100.000 millones de dólares en daños en juego

Según documentos judiciales citados por OpenAI, la demanda de Musk busca más de 100.000 millones de dólares en daños de la fundación sin fines de lucro de la organización. Los ejecutivos de OpenAI sostienen que tal sanción, de concederse, podría afectar gravemente o incluso paralizar las operaciones de la empresa.

La dirección de OpenAI ha descrito la disputa como existencial, argumentando que una incertidumbre legal prolongada podría interferir con su capacidad para asegurar capital y ejecutar planes de investigación a largo plazo. La compañía mantiene que sus cambios estructurales fueron necesarios para competir en un entorno de IA intensivo en capital, cada vez más dominado por rivales bien financiados.

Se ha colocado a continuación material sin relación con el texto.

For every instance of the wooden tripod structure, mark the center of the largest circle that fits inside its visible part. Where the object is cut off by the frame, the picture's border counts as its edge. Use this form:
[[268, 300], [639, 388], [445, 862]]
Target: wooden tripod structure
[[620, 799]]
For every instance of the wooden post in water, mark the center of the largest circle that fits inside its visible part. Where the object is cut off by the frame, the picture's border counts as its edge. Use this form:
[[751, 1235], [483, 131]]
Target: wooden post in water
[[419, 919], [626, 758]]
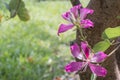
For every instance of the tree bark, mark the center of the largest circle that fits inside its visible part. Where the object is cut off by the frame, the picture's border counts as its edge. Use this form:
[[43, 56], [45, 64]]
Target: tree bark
[[105, 15]]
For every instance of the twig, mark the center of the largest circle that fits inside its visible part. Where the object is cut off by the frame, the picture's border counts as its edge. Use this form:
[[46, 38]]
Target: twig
[[113, 51]]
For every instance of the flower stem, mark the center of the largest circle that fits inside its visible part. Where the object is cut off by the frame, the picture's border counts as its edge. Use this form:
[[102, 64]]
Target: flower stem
[[113, 51], [82, 37], [93, 77]]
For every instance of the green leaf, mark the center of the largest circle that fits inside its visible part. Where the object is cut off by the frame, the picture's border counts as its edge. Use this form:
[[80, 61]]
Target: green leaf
[[23, 12], [17, 7], [111, 33], [102, 46]]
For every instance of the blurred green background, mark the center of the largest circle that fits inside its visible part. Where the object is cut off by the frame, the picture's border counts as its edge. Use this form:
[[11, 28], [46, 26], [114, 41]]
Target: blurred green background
[[32, 50]]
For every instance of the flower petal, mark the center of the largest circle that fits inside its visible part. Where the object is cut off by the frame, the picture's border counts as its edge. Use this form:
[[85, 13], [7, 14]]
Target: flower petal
[[99, 57], [75, 10], [76, 51], [86, 23], [73, 66], [64, 27], [84, 12], [98, 70], [85, 49], [67, 15]]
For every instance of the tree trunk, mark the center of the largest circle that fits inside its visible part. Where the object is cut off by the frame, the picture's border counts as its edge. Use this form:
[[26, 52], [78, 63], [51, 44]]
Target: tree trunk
[[105, 15]]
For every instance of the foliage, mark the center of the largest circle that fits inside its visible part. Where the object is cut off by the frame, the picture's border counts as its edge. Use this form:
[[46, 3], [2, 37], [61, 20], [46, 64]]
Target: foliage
[[30, 51]]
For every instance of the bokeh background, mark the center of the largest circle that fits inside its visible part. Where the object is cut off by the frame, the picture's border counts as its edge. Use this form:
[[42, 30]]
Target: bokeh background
[[32, 50]]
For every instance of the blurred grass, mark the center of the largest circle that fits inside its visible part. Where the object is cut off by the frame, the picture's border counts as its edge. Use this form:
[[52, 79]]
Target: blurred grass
[[32, 50]]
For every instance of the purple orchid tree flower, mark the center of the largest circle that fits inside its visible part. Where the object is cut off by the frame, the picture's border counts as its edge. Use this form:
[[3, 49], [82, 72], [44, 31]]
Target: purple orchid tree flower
[[76, 17], [87, 58]]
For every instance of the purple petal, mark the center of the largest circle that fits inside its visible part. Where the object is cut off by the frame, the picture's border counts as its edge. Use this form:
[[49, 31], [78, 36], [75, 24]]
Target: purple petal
[[99, 57], [76, 51], [85, 48], [64, 28], [73, 66], [67, 16], [87, 23], [75, 10], [98, 70], [84, 12]]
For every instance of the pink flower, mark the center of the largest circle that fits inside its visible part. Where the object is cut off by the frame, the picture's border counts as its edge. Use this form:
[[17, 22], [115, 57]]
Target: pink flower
[[76, 17], [87, 59]]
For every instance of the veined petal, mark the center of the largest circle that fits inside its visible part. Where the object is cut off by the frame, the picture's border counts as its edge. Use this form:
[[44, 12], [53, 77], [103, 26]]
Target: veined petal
[[85, 49], [75, 10], [98, 70], [86, 23], [64, 28], [67, 15], [73, 66], [84, 12], [99, 57], [76, 51]]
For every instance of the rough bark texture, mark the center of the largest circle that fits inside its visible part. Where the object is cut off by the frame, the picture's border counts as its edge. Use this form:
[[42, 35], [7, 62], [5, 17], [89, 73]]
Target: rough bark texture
[[105, 15]]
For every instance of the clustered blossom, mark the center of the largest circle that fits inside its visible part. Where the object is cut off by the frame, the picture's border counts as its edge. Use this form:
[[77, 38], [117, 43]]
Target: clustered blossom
[[87, 58], [76, 17]]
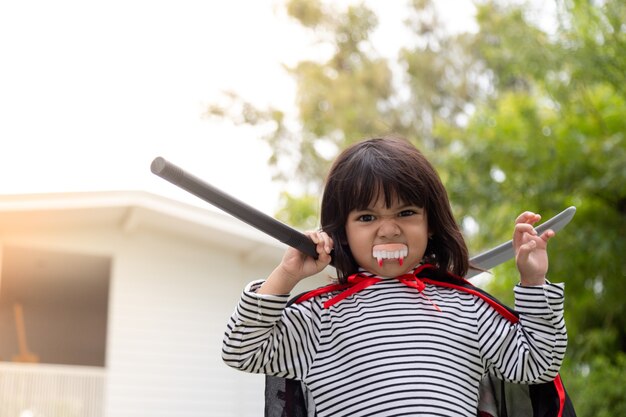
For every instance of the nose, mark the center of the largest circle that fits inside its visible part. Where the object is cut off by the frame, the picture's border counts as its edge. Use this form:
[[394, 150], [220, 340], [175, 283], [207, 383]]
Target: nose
[[388, 227]]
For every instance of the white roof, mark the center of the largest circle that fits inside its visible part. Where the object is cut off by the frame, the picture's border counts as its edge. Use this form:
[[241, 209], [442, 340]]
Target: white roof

La competencia en segundo plano

Desde que dejó OpenAI, Musk ha fundado xAI, una empresa de inteligencia artificial que compite directamente con OpenAI. El chatbot de xAI, Grok, se posiciona como una alternativa a ChatGPT y a otros sistemas líderes de IA generativa. La superposición competitiva añade una capa de complejidad a la disputa legal, especialmente porque OpenAI alega que las acciones de Musk pueden estar estratégicamente dirigidas a restringir a un rival.

En presentaciones anteriores, OpenAI también afirmó que Musk exploró conversaciones relacionadas con adquisiciones que involucraban a otros líderes tecnológicos, aunque esos esfuerzos no se materializaron.

Se espera que el juicio comience este mes

Se espera que el caso avance a juicio en California, donde un juez y un jurado examinarán cuestiones relacionadas con deberes fiduciarios, gobernanza de organizaciones sin fines de lucro, reestructuración de capital y posible conducta anticompetitiva. El resultado podría tener implicaciones significativas no solo para el futuro corporativo de OpenAI, sino también para la forma en que los laboratorios de IA equilibran misiones sin fines de lucro con las realidades financieras de escalar modelos de frontera.

De manera más amplia, la disputa pone de relieve las tensiones que configuran el sector de la IA: los enormes requisitos de capital para el desarrollo de modelos de vanguardia, la carrera competitiva hacia la AGI y los marcos de gobernanza diseñados para garantizar que los sistemas de IA potentes beneficien a la sociedad.

Mientras reguladores, tribunales y líderes de la industria observan de cerca, el caso puede sentar precedentes importantes sobre cómo las organizaciones de IA impulsadas por una misión evolucionan bajo presión comercial y cómo se interpretan los principios fundacionales cuando miles de millones de dólares y una influencia global están en juego.